Argentine community awaits Copa Libertadores final in Madrid
MADRID (AP) — Madrid-based fan groups of Boca Juniors and River Plate are preparing for the Copa Libertadores final in the city that is home to one of the largest Argentine populations outside of Argentina.
Meetings are underway to mobilize Argentines from across Spain and other European countries for the second leg of the twice-postponed final on Dec. 9 at Santiago Bernabeu Stadium.
Madrid was given the second leg between the Argentine archrivals on Thursday after fan violence caused the match scheduled for last weekend to be put off twice.
River Plate fans attacked the Boca Juniors team bus with rocks, bottles, and wood en route to River’s stadium in Buenos Aires on Saturday and injured several Boca players.

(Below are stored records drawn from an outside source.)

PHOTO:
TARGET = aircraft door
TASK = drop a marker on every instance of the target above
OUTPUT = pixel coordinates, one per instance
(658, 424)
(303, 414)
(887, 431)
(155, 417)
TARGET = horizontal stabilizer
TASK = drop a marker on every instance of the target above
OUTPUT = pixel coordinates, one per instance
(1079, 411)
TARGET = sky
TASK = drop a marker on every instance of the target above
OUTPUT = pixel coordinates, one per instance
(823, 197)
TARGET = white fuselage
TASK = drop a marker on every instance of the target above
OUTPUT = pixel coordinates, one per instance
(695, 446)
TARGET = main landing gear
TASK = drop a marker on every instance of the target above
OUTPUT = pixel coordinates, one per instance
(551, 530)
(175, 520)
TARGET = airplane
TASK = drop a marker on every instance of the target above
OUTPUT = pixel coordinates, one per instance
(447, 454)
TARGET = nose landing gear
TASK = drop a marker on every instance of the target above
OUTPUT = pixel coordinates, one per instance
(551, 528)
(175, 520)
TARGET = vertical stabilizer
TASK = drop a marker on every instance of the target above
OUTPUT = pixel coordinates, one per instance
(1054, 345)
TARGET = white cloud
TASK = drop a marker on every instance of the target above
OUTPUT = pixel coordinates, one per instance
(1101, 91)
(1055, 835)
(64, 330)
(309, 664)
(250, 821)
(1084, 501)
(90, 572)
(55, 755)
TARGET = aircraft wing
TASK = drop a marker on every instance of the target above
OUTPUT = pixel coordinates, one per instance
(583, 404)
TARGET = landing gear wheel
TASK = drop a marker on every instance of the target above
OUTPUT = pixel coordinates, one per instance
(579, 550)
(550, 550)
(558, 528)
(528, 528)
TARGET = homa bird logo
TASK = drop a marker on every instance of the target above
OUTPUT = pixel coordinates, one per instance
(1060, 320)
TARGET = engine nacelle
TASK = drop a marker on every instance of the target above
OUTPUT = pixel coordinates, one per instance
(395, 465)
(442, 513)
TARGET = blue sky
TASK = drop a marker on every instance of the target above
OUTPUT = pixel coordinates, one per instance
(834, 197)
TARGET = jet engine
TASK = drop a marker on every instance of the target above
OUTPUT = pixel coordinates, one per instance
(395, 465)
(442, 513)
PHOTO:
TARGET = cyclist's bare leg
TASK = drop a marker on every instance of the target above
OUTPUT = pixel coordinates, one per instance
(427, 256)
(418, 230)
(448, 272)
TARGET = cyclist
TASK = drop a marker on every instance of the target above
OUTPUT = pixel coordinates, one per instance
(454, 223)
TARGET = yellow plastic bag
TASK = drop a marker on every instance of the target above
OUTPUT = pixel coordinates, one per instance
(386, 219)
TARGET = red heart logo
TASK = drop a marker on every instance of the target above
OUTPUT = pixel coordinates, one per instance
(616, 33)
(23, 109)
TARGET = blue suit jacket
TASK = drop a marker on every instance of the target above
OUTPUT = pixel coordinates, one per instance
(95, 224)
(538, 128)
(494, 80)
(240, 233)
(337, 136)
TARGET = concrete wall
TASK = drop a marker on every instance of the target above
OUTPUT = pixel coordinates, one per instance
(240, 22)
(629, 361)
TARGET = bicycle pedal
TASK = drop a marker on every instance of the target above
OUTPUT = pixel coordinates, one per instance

River Plate was still trying to appeal against CONMEBOL’s decision to move the match to Spain for security reasons, but it was unlikely to succeed.
Having the final in Madrid has prompted mixed feelings for some local fans of Boca and River.
“We all wanted this match to be played back in our stadium in Buenos Aires,” said Fabio Vides, a member of a River Plate fan group in Madrid. “It’s not going to be the same here. It’s like playing a Champions League final in a Latin American country.”
Added River fan Circe Sanabria: “Think about the 70,000 fans who waited for hours inside the stadium in Buenos Aires and couldn’t watch the match. The trophy of the Copa Libertadores shouldn’t be handed to a champion in Europe.”
Many in Argentina and other South America countries said it didn’t make sense to transfer to Spain the final of a tournament named after the men who helped free the American continent from European colonizers.
The Spanish government was already making security plans to guarantee spectators’ safety in Madrid. Argentine laws to curb violence meant no opposing fans are allowed in football stadiums, but CONMEBOL said Boca Juniors fans would be allowed at the Bernabeu, where River Plate was the host team.
It remained unclear, though, when tickets would be put on sale and who would have access to them.
“That’s the main question right now,” River Plate fan Gustavo Garcia-Mansilla said. “We are just nine days away from this match. It’s not going to be easy to get a hold of one of these tickets.”
The Bernabeu holds 10,000 more people than River’s stadium.
More than 250,000 Argentines are believed to live in Spain, with nearly 20,000 in Madrid alone, according to the Spanish government.
During the first leg of the final on Nov. 11, which ended 2-2, nearly 1,000 supporters from both teams gathered across Madrid to watch Argentina’s biggest home match since the 1978 World Cup final. Some River Plate fans marched through some of Madrid’s iconic sites, carrying flags and banners and chanting team songs.
Garcia-Mansilla, an Argentine who has lived in Madrid for nearly two decades, was glad the final was in his adopted hometown.
“This is like a miracle,” he said. “There will be a Boca-River match, in the final of the Copa Libertadores, in the city where I live. Not even in my wildest dreams I could have imagined this would happen. This final is a rare as Halley’s Comet, and they are bringing it to my city.”